Perhaps no other major technological innovation has been more so important than the development of electricity, and the electrical grid, in the modern era. It is also one that we quite possibly take for granted, most of all. In his book The Grid, Phillip Schewe points out that our power grid could just as easily have been steam- or water- based. Imagine all our machines, our mechanical beasts of burden, running on steam power. In fact, an entire sub-genre of science fiction, Steampunk, exists on such a “What If?” premise. However, a steam-based power grid would be too inefficient for our world as it is now. Thousands of Joules’ worth of steam energy would have to be pumped through ultra-tightly sealed vacuum tubes, to power a mechanical hand press, for instance. And by the law of diminishing returns, there would be no guarantee that all of the incoming steam would be used; a larger volume would have to be produced at the beginning of the cycle, resulting in bigger and more costly contraptions. The distances would be short. By comparison, electric currents run through wires with cross-sections far smaller than their thermodynamic brethren. Furthermore, because of Nicolai Tesla’s amazing discovery of Alternating Currents, this source can be leveraged to do a whole lot more. Dangerously high voltages can be modulated and distributed across several hundred square miles of civilization, and used to power all of our machines.

Other grids depend heavily on the electrical grid, as much as the human body is dependent on blood and oxygen to be able to survive. The Internet, most telecommunications and transportation networks depend on it. Our financial infrastructure, and indeed our very economy depends on electricity, allowing real-time decisions to be made in just seconds, instead of days. If the electric grid was shut down for more than a few days, more than just the world would stop, as it did back on August 14, 2003, when the entire city of New York was engulfed in a blackout that lasted for nearly two days.

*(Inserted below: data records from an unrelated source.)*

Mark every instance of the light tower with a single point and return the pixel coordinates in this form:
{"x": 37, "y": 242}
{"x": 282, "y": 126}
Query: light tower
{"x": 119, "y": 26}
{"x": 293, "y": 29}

Could we develop a more efficient power grid that’s less prone to shortages? Perhaps, but it might take a while to get there. The electric grid-based utility system has crept into every avenue of our lives, exponentially growing new synapses.  Statistically, its track record has been tried and true. It’s reliable, almost to a fault even as we’ve thrown everything into it. It’s in the background, humming quietly as we live our lives, watch our favorite soaps, fret over our daily dramas. But it is neither infinite nor perfect. With the way our appetite for consumption has been, fuel shortages are a real possibility. Forced outages could occur, as they already do in underdeveloped parts of the world. Civilization might very well be at a standstill, if it doesn’t altogether fall. This was the premise of the now-defunct NBC series Revolution.

Long before that happens, though, we ought to consider a low-cost alternative. We might even have to cut back on our lifestyle. At worst, figure out ways to wean ourselves off the grid, en masse. Because if not, a Steampunk-like future may be in the books for us — whether we like it or not. And that’ll force us to appreciate what we used to have, real fast.